I was browsing blogs this weekend and came across the Master Baker challenge. I’ve yet to participate in a blog event, but this seemed as good a time as ever — especially since I couldn’t decide what I wanted to bake. I needed inspiration.
Inspiration came in the theme ingredient of cinnamon, which is pretty broad. Truth is, I add a dash a cinnamon to just about everything I bake. I wanted to make something that focused on the flavor. I opted for cinnamon blondies. I’d never made blondies before, so I had no base recipe to work from. I chose to work from this recipe at Smitten Kitchen due to it’s high sugar and butter content — can’t go wrong there, right?
The recipe calls for a 8×8 in. pan, but I don’t have one. (I’ll work on that.) I used this weird 9.5 in. square dish instead, so my blondies came out a little flat. Also, I wanted to top these with candied pecans, but I ran out of eggs (candied pecans call for egg whites). Instead, I made a simple powdered sugar glaze and dipped the pecans in it.
The blondies are very rich, sweet, and buttery. The crust is crispy and the middles are chewy — just perfect. They taste like cinnamon (or French) toast, hence the name. I’m quite happy with them — and they disappeared quickly, so I guess my family was too.
French Toast Blondies
Oven Temp.: 350°
Approx. Bake Time: 20-25 minutes
Yields: 8×8 inch dish
Ingredients
1 c. flour
1/8 tsp. salt
1 tsp. cinnamon
7 tbsp. butter, melted
1 c. brown sugar
1 egg
1 tsp. vanilla
3/4 c. pecans, toasted and chopped
Topping:
2 tsp. sugar
1 tsp. cinnamon
Instructions
- Whisk the flour, salt, and cinnamon together. In a separate bowl, combine the sugar with the melted butter. Stir in the egg and vanilla. Stir in the dry ingredients. Stir in the pecans. Spread batter into an 8×8 baking dish.
- Mix together the cinnamon and sugar for the topping. Sprinkle this mixture over the batter. (You will likely have more than enough.)
- Bake for 20-25 minutes. Don’t over-bake. The blondies may seem underdone, but will set as they cool.

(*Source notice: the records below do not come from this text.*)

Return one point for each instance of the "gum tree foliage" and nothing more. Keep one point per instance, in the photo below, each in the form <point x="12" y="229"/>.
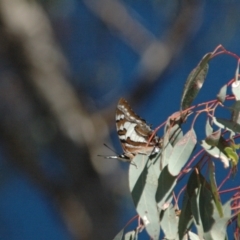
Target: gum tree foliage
<point x="153" y="180"/>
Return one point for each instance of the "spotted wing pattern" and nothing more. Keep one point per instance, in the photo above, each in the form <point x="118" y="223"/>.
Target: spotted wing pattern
<point x="134" y="133"/>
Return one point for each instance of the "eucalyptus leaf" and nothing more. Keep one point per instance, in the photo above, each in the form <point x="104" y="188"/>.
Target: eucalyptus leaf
<point x="229" y="124"/>
<point x="169" y="223"/>
<point x="143" y="182"/>
<point x="194" y="82"/>
<point x="132" y="235"/>
<point x="181" y="152"/>
<point x="214" y="189"/>
<point x="119" y="236"/>
<point x="218" y="229"/>
<point x="213" y="138"/>
<point x="189" y="205"/>
<point x="222" y="94"/>
<point x="193" y="236"/>
<point x="166" y="183"/>
<point x="235" y="109"/>
<point x="216" y="153"/>
<point x="236" y="89"/>
<point x="208" y="128"/>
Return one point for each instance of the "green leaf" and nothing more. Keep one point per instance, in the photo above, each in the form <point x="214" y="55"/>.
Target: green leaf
<point x="166" y="183"/>
<point x="208" y="128"/>
<point x="194" y="82"/>
<point x="169" y="223"/>
<point x="119" y="236"/>
<point x="214" y="189"/>
<point x="216" y="153"/>
<point x="222" y="94"/>
<point x="231" y="153"/>
<point x="228" y="124"/>
<point x="143" y="182"/>
<point x="193" y="236"/>
<point x="236" y="89"/>
<point x="218" y="229"/>
<point x="206" y="206"/>
<point x="213" y="138"/>
<point x="181" y="152"/>
<point x="235" y="109"/>
<point x="189" y="205"/>
<point x="132" y="235"/>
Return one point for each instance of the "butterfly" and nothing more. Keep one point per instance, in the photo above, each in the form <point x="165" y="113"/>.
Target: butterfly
<point x="135" y="135"/>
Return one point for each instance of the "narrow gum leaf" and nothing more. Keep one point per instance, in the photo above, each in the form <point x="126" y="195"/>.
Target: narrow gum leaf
<point x="194" y="82"/>
<point x="231" y="153"/>
<point x="119" y="236"/>
<point x="208" y="128"/>
<point x="214" y="188"/>
<point x="229" y="125"/>
<point x="236" y="89"/>
<point x="181" y="152"/>
<point x="213" y="139"/>
<point x="216" y="153"/>
<point x="143" y="182"/>
<point x="221" y="96"/>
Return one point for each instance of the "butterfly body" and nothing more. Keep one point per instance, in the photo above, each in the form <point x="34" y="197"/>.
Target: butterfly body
<point x="135" y="135"/>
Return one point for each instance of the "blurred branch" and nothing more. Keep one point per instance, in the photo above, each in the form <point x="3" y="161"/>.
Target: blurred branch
<point x="155" y="55"/>
<point x="28" y="44"/>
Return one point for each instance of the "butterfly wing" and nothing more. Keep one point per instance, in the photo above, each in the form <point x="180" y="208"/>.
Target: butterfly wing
<point x="133" y="132"/>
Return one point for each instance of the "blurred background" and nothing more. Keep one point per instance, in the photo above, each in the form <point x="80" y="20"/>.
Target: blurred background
<point x="63" y="66"/>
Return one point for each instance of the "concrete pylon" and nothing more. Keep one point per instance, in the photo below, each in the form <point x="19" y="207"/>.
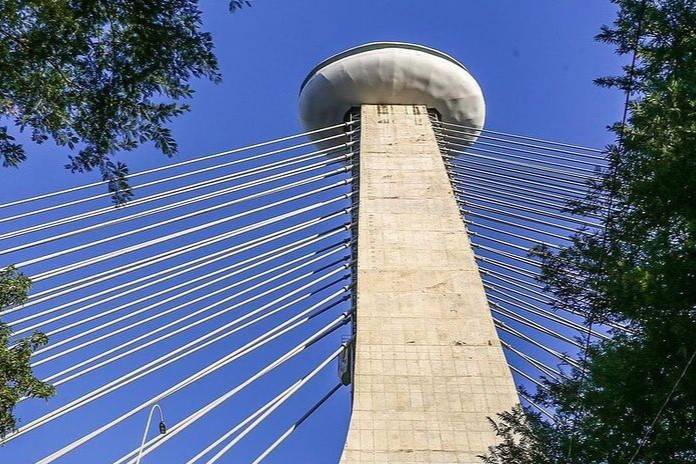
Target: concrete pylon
<point x="429" y="368"/>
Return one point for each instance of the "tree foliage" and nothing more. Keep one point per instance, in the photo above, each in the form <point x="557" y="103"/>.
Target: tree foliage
<point x="640" y="270"/>
<point x="16" y="377"/>
<point x="99" y="76"/>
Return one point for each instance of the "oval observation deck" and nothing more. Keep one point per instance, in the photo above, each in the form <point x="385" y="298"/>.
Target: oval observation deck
<point x="390" y="73"/>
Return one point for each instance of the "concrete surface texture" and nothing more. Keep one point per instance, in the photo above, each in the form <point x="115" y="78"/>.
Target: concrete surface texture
<point x="429" y="366"/>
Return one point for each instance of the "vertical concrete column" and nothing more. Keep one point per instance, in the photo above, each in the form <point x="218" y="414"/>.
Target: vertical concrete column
<point x="429" y="366"/>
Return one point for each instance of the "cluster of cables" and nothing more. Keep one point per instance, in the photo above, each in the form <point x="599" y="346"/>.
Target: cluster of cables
<point x="514" y="194"/>
<point x="228" y="276"/>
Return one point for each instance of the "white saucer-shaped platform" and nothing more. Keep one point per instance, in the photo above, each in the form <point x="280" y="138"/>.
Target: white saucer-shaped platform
<point x="390" y="73"/>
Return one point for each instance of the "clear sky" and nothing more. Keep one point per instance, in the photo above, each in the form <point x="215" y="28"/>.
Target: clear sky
<point x="534" y="60"/>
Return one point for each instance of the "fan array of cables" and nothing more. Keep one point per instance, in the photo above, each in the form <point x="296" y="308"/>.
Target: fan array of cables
<point x="223" y="265"/>
<point x="238" y="266"/>
<point x="514" y="193"/>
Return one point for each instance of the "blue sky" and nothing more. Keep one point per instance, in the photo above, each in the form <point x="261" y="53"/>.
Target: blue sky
<point x="534" y="60"/>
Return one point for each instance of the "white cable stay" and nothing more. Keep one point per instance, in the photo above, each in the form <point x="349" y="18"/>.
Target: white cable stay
<point x="161" y="362"/>
<point x="198" y="212"/>
<point x="181" y="269"/>
<point x="186" y="304"/>
<point x="241" y="424"/>
<point x="299" y="384"/>
<point x="522" y="137"/>
<point x="182" y="163"/>
<point x="542" y="163"/>
<point x="444" y="132"/>
<point x="176" y="191"/>
<point x="515" y="190"/>
<point x="289" y="431"/>
<point x="534" y="326"/>
<point x="563" y="217"/>
<point x="464" y="171"/>
<point x="236" y="354"/>
<point x="518" y="168"/>
<point x="535" y="241"/>
<point x="169" y="272"/>
<point x="496" y="301"/>
<point x="550" y="372"/>
<point x="303" y="158"/>
<point x="502" y="194"/>
<point x="111" y="357"/>
<point x="78" y="284"/>
<point x="87" y="262"/>
<point x="179" y="427"/>
<point x="517" y="225"/>
<point x="525" y="218"/>
<point x="560" y="356"/>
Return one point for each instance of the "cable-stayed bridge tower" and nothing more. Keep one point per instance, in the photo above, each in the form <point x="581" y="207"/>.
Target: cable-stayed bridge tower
<point x="388" y="241"/>
<point x="429" y="368"/>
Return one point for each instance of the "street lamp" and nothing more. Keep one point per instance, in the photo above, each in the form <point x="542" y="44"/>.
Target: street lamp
<point x="162" y="429"/>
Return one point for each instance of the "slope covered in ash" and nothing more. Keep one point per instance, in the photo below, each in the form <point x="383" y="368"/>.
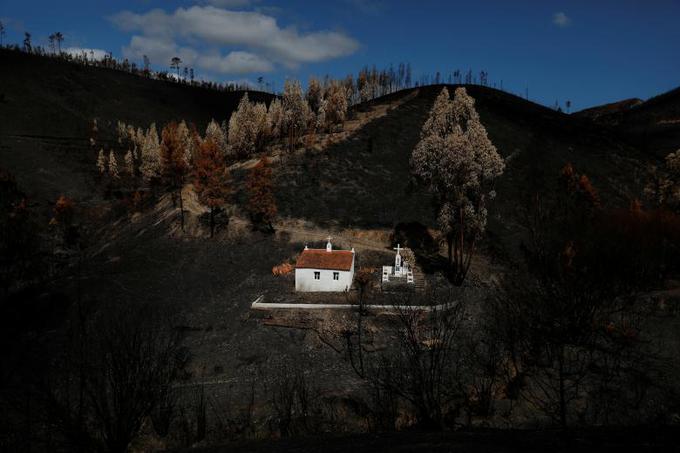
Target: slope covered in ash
<point x="652" y="125"/>
<point x="47" y="107"/>
<point x="365" y="181"/>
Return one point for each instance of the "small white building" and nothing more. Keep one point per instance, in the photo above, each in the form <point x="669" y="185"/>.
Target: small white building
<point x="324" y="269"/>
<point x="401" y="271"/>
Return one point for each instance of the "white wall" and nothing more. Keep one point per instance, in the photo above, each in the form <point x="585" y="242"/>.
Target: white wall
<point x="304" y="280"/>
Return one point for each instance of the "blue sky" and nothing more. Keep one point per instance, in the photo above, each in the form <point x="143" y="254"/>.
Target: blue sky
<point x="589" y="52"/>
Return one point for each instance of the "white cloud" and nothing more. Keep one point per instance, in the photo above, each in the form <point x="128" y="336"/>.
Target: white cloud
<point x="205" y="26"/>
<point x="90" y="54"/>
<point x="160" y="51"/>
<point x="561" y="19"/>
<point x="228" y="3"/>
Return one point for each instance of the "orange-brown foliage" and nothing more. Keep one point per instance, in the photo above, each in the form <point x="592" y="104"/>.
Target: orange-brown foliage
<point x="261" y="203"/>
<point x="211" y="176"/>
<point x="173" y="163"/>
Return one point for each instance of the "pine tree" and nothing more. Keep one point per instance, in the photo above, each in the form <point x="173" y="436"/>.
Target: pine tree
<point x="314" y="95"/>
<point x="150" y="154"/>
<point x="211" y="178"/>
<point x="275" y="118"/>
<point x="262" y="126"/>
<point x="261" y="202"/>
<point x="130" y="163"/>
<point x="187" y="142"/>
<point x="296" y="113"/>
<point x="101" y="162"/>
<point x="336" y="104"/>
<point x="174" y="167"/>
<point x="216" y="133"/>
<point x="113" y="166"/>
<point x="663" y="188"/>
<point x="458" y="162"/>
<point x="243" y="129"/>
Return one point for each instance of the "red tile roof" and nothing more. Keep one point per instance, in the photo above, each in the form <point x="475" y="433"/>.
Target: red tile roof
<point x="337" y="260"/>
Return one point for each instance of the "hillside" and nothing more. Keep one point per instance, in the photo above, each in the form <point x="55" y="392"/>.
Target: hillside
<point x="47" y="107"/>
<point x="353" y="184"/>
<point x="365" y="180"/>
<point x="652" y="125"/>
<point x="608" y="110"/>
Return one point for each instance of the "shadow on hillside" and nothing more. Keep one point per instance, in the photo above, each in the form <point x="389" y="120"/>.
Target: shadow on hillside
<point x="363" y="181"/>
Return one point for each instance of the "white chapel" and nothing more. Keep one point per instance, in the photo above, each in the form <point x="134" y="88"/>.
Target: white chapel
<point x="324" y="269"/>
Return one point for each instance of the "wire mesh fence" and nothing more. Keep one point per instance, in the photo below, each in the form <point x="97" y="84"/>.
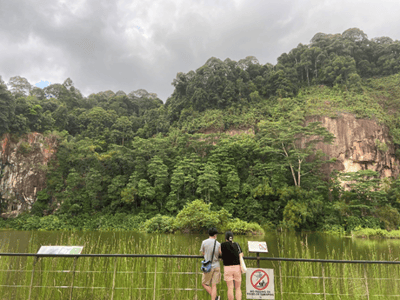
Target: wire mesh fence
<point x="137" y="276"/>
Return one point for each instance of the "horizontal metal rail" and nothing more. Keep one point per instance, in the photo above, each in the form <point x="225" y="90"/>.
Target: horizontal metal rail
<point x="200" y="256"/>
<point x="323" y="277"/>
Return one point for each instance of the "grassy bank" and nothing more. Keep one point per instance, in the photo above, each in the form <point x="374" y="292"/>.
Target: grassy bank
<point x="172" y="278"/>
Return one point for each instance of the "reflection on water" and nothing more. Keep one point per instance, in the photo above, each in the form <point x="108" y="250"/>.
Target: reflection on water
<point x="286" y="244"/>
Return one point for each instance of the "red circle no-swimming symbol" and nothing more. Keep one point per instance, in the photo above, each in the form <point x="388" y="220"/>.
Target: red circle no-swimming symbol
<point x="259" y="279"/>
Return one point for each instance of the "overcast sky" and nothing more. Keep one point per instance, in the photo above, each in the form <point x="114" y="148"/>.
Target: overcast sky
<point x="129" y="45"/>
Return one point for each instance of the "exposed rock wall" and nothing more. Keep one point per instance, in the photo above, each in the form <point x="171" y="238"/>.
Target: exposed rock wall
<point x="360" y="144"/>
<point x="23" y="165"/>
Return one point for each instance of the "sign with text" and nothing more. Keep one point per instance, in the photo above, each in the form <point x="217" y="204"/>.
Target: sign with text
<point x="260" y="283"/>
<point x="257" y="247"/>
<point x="60" y="250"/>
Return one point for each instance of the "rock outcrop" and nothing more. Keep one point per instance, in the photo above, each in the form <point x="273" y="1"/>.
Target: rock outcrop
<point x="23" y="165"/>
<point x="359" y="144"/>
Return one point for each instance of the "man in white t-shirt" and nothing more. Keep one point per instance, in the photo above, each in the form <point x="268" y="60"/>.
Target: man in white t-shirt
<point x="212" y="278"/>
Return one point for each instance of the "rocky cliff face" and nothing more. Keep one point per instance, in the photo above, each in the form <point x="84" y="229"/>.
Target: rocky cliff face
<point x="359" y="145"/>
<point x="23" y="165"/>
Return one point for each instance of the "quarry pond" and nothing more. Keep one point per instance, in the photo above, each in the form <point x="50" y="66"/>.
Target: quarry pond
<point x="180" y="278"/>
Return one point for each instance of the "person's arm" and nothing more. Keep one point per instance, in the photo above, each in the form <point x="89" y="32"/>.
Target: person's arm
<point x="240" y="250"/>
<point x="202" y="248"/>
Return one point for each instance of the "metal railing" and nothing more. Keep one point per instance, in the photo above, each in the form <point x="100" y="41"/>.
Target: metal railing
<point x="328" y="282"/>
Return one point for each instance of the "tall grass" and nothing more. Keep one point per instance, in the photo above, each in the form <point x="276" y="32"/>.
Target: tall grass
<point x="172" y="278"/>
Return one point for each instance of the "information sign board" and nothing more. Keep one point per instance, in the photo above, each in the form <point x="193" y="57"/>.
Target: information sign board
<point x="260" y="283"/>
<point x="258" y="247"/>
<point x="60" y="250"/>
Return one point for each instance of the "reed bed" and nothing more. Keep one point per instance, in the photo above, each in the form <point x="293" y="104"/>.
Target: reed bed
<point x="173" y="278"/>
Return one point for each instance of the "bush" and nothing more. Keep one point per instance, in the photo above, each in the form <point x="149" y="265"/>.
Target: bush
<point x="32" y="223"/>
<point x="238" y="226"/>
<point x="198" y="217"/>
<point x="119" y="221"/>
<point x="50" y="223"/>
<point x="158" y="224"/>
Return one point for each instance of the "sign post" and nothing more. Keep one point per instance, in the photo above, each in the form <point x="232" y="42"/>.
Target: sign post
<point x="257" y="247"/>
<point x="260" y="283"/>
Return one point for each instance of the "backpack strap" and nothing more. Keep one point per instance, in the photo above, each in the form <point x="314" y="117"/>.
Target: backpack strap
<point x="212" y="256"/>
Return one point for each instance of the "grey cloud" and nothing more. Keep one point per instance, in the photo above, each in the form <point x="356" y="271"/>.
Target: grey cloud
<point x="125" y="45"/>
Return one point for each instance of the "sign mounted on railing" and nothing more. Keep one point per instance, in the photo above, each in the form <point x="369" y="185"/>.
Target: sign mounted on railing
<point x="260" y="283"/>
<point x="257" y="247"/>
<point x="60" y="250"/>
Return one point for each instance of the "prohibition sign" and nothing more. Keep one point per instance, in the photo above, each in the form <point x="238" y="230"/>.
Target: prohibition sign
<point x="258" y="280"/>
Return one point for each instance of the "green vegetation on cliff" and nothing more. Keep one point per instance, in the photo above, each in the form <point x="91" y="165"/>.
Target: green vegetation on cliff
<point x="232" y="134"/>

Allow to cool before cutting into bars.
- Once cooled, you may opt to top the blondies with cinnamon glazed pecans.
Cinnamon Glazed Pecans
Ingredients
3 tbsp. powdered sugar
1 tsp. cinnamon
milk, as needed
pecans
Instructions
- Combine the powdered sugar and cinnamon. Slowly add milk until the mixture reaches a syrupy consistency.
- Dip the pecans into the mixture, then place them on top of the blondies. As the glaze dries it will adhere the pecan to the blondie.



March 11, 2008 at 10:30 pm
Congrats! You are this months Master Baker. These were fabulous!
March 12, 2008 at 3:55 am
Congratulations Master Baker!
March 12, 2008 at 8:02 am
Congratulations on your win!
March 12, 2008 at 11:03 am
Congrats, these look phenomenal!
March 12, 2008 at 11:40 am
Congrats on the win! I can’t wait to make these for myself! they sound yummy!
March 12, 2008 at 2:45 pm
congrats on a DELICIOUS win…I’m going to check my pantry when I get home to see if I have all the ingredients and then I’m bakin’ these bad boys!!!!!
March 17, 2008 at 2:28 pm
Wow, those look awesome. Can’t wait to try them!
March 18, 2008 at 8:37 pm
Congrats on the win! These sound really yummy. :)
March 26, 2008 at 6:56 am
Congrats on your win~ I’m a big fan of cinnamon too so I’ll have to whip these up and try them out!
April 4, 2008 at 1:50 pm
These look great, congrats!
April 13, 2008 at 9:40 pm
I love cinnamon toast and anything that’s cinnamon toast related. I recently made blondies for the first time, and I’m looking forward to trying out your version!
May 6, 2008 at 9:54 pm
These are SOOO good…and they taste just like cinnamon toast! I didn’t have any pecans but bet they taste even better with the nuts.